Here’s some financial motivation for the Midwest states to kick into gear with legalizing recreational weed: an Illinois state agency recently announced that visitors from out-of-state purchased $40,662,494 of adult-use cannabis in October alone.

The craziest part? That’s not even the highest figure from the last few months. In July, Illinois unloaded upwards of $43.5 million to visitors from neighboring states. The average figure for tourist tokes is around $39 million per month.

Sales numbers are released monthly by the Department of Financial and Professional Regulation. That office also keeps track of total sales figures to keep a thermometer on how the state’s cannabis industry is functioning.

The monthly sales average is currently hovering below $128 million, and during the first 10 months of 2022, Illinois dispensaries unloaded $1.2 billion in pot.

Indeed, after a slow start at the beginning of the year, Illinois has reported some significant numbers regarding the state’s legal cannabis sales. In July, a Department of Revenue report announced that $1.5 billion of adult-use cannabis was sold during 2021. The figure is nearly double the amount consumers spent on legal weed in Illinois in the 2020 fiscal year—that means the amount of taxes generated by the state’s cannabis sales also doubled. That’s good news for the community funds supported by those weed dollars.
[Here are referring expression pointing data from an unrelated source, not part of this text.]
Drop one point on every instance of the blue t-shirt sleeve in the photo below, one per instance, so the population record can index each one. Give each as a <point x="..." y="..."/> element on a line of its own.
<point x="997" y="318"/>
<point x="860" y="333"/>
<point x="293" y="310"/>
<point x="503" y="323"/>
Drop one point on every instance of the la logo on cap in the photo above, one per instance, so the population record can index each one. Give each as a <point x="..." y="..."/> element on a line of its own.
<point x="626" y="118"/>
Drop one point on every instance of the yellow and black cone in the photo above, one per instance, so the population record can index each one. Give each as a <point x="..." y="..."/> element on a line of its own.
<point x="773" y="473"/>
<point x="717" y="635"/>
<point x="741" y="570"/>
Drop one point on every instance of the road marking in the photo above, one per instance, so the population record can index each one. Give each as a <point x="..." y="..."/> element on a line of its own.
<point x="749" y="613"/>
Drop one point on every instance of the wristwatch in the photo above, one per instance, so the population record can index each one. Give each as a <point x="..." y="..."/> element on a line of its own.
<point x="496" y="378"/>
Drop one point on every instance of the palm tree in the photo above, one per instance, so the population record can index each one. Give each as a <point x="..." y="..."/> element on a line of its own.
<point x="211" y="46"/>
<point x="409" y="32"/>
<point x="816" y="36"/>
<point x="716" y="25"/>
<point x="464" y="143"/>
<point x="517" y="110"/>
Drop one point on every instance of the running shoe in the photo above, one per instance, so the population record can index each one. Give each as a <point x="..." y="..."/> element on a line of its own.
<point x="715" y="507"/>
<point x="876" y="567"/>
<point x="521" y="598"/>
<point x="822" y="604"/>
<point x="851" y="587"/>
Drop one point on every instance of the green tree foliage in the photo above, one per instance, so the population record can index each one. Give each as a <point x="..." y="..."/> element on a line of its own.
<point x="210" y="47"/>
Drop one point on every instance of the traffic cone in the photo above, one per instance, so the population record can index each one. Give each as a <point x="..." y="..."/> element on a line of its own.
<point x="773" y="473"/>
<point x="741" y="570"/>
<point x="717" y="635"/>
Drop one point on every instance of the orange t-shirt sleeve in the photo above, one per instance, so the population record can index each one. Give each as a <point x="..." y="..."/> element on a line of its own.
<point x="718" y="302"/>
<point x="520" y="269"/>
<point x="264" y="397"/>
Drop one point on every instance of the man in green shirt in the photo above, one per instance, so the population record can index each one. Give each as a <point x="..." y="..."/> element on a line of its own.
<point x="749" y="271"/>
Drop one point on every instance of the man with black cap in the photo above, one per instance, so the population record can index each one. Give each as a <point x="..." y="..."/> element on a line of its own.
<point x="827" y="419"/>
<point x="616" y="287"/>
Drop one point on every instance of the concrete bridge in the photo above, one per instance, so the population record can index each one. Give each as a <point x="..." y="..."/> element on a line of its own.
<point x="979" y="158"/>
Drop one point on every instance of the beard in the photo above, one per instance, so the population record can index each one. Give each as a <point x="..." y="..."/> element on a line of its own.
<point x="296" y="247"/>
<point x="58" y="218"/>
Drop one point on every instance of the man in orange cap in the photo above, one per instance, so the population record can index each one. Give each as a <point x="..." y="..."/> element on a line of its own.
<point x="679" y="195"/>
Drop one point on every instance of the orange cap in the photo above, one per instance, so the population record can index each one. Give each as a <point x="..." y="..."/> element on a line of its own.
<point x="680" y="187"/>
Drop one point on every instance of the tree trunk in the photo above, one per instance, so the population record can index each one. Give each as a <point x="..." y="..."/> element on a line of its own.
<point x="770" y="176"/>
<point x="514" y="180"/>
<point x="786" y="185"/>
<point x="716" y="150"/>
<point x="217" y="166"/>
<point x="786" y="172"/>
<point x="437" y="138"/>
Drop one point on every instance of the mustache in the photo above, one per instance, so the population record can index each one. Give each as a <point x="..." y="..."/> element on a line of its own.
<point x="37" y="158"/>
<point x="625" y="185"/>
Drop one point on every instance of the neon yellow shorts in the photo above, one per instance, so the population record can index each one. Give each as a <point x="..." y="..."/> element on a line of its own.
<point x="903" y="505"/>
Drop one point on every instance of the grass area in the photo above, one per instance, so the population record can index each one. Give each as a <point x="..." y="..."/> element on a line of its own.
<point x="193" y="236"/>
“The $1.5 billion in sales of adult-use cannabis in Illinois translates into significant tax revenue with a portion of every dollar spent being reinvested in communities that have suffered for decades,” said Governor J.B. Pritzker in a press statement.

The governor was largely referring to the state’s Restore, Reinvest, and Renew (R3) program, which funnels a quarter of weed tax revenue to legal aid, youth development, community re-entry, and financial support for communities hit the hardest by Drug War policing.

Last year, Illinois hit a milestone when it announced that it was earning more tax revenue from cannabis than from alcohol sales.

Such sales figures also put the state in the nation’s second-place spot for most lucrative greens, though it’s still trailing the number one California by a considerable amount. (Clocking in at slightly less than half of Cali’s monthly sales figures.)

The current sales totals released by the Department of Financial and Professional Regulation indicate that the state is on track to best that figure this year.

Out-of-state shopping is a phenomenon worth studying in a country where cannabis laws vary wildly from state to state. But it may not be 100 percent attributed to prohibition in certain areas. A market analysis published earlier this year by the Portland Business Journal based on data accumulated by the user-powered site Price of Weed found that an ounce of weed usually retailed around $210 in Oregon, compared with $382 an ounce in North Dakota. How committed are you to your bargain shopping?